This as-told-to essay is based on a conversation with Brian Jenney, 42, who lives in California. The following has been edited for length and clarity.

When I got into tech in my early 30s, I had no clue how crazy lucrative the industry was.

I started as a web application developer in 2015, earning roughly $60,000 a year.

Over the years, I became savvier at negotiating my salary, and by 2023, I was making over $250,000.

I’ve earned more than I could have ever imagined, without working in Big Tech, where people often assume the big money is made.

Here’s what I’ve learned along the way.

1. It was dumb not to negotiate a starting salary because it already sounded impressive

I used to have addiction issues, so I didn’t really work from the ages of 25 to 30 and lost knowledge that people gain from white collar jobs at this stage of life.

I was naive about the salary potential of my industry, and when people in tech said they were on $150,000, it blew my mind, and I began to feel underpaid.

In 2017, after two years in the web developer role, I landed a job at a startup. I was so impressed when I was offered $120,000 that I didn’t negotiate my salary, which was dumb in retrospect.

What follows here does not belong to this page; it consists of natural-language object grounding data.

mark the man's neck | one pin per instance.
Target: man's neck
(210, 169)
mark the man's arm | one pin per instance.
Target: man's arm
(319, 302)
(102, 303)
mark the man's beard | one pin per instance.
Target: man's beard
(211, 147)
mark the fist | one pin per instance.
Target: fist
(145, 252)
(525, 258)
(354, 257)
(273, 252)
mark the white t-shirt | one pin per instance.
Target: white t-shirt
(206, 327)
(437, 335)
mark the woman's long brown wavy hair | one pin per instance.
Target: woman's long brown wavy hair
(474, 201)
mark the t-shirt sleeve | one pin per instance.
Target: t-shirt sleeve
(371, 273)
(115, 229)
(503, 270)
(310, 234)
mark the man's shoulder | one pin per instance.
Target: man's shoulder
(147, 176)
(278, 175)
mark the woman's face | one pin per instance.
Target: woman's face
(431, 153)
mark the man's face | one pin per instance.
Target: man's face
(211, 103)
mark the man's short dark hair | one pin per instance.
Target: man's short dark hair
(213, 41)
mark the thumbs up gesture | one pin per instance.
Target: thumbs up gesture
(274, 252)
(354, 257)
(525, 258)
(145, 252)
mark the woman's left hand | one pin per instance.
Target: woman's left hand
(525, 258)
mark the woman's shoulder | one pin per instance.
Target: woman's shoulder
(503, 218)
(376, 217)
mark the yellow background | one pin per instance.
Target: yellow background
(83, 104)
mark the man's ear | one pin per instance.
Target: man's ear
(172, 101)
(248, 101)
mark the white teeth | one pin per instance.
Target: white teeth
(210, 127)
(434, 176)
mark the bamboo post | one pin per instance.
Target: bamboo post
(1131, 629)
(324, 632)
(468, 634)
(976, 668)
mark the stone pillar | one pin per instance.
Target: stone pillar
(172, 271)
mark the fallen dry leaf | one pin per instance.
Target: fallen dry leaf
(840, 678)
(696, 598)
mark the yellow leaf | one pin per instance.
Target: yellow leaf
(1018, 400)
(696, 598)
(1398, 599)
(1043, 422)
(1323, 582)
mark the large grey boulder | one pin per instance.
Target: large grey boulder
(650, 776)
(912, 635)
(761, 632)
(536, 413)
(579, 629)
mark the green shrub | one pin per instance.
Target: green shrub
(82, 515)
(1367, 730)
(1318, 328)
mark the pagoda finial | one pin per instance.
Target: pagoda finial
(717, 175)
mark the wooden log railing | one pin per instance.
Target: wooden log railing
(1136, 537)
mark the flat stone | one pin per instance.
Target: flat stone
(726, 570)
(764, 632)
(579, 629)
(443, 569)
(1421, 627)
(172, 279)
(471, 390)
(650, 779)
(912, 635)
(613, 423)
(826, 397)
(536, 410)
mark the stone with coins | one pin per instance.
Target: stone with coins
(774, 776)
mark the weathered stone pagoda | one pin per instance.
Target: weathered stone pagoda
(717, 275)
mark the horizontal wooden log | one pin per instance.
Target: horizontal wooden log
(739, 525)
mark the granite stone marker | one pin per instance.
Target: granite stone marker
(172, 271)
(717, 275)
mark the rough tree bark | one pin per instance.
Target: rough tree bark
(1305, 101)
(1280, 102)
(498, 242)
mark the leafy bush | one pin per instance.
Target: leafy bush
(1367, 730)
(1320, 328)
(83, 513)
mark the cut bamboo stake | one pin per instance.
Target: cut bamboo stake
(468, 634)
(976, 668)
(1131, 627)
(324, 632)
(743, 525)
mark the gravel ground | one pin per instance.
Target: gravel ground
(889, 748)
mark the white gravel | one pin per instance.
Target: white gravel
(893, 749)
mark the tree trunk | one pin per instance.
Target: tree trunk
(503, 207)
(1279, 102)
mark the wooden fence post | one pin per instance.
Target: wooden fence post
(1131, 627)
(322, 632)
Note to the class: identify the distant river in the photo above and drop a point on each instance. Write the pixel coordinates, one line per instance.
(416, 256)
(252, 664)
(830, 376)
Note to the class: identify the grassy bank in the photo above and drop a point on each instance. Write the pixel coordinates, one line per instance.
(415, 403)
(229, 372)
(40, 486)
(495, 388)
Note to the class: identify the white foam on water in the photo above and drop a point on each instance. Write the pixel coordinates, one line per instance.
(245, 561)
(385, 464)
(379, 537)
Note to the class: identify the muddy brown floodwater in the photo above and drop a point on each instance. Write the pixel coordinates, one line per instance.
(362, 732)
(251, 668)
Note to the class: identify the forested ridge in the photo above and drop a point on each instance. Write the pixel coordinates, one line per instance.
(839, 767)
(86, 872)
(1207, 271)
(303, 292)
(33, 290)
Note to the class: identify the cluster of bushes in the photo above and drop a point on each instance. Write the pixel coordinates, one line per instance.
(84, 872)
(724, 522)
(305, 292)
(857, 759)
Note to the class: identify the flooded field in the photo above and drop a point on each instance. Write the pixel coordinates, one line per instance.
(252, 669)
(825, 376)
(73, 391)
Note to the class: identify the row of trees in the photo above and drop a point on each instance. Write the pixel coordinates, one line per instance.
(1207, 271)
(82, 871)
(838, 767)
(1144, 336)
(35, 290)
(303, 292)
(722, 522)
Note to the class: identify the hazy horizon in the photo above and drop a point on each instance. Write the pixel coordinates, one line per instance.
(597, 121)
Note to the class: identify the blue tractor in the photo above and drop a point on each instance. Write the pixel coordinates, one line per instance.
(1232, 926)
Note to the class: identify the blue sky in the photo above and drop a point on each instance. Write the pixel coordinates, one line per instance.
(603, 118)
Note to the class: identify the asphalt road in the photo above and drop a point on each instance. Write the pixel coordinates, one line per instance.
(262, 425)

The environment was extremely fast-paced and high-caliber. I struggled with imposter syndrome as one of the team’s more junior members. I felt like one of the worst developers there and that I was already being paid more than I deserved. It discouraged me from asking for a raise.

In 2019, I joined the media intelligence company Zignal Labs. I was so happy about the job offer that I didn’t negotiate the salary, so my pay initially stayed roughly the same as in my previous job. It felt like I had plateaued, even though I had more money than I needed. An unfortunate symptom of working in tech is that you get drawn to wanting more.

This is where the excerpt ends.